The first area of the industry likely to be impacted, Phipps says, are the US hedge funds that make their margin by trying to front run guidance based on their own independent research methods. That operating style, which Phipps characterizes as “incredibly short-term,” may be changed by the lack of a quarterly event that makes or breaks a hedge fund’s prediction. That could, he notes, help dampen the volatility around those quarterly earnings, but that volatility may be further concentrated around the two points in the year when companies would be reporting earnings.
Because corporate credit bond covenants are also tied to earnings releases, Phipps notes that credit markets might prove more challenging to navigate with fewer periods of transparency.
The possible shift in reporting timelines may prove a relief to C-Suite executive teams. As earnings reporting has become more intensive over the past decades, Phipps notes that there has been a significant burden placed on management teams to deliver these numbers on time. Less frequent reporting could help alleviate some of that process burden.
More speculative sides of the market may benefit from fewer earnings reports as well, Phipps notes. He explains that companies trading like meme stocks, with little underlying data to back their exploding valuations, might run hotter for longer without the earnings report to function as a reality check for investors.
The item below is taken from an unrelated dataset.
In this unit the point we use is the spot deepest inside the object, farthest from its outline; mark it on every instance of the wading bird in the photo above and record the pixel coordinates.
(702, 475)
Moreover, less earnings reports may leave more space for promotional press releases and incomplete voluntary reporting that makes a company look to be in better health than it is.
Growth companies with a greater focus on R&D may also benefit in a less frequent reporting environment, Phipps notes. That doesn’t just have to be zero revenue companies, but software companies with high R&D budgets may have more time to see their investments in technology deliver returns between reporting events. Even in the energy sector, exploration and production companies could see a windfall from a slightly less short-term view taken by investors.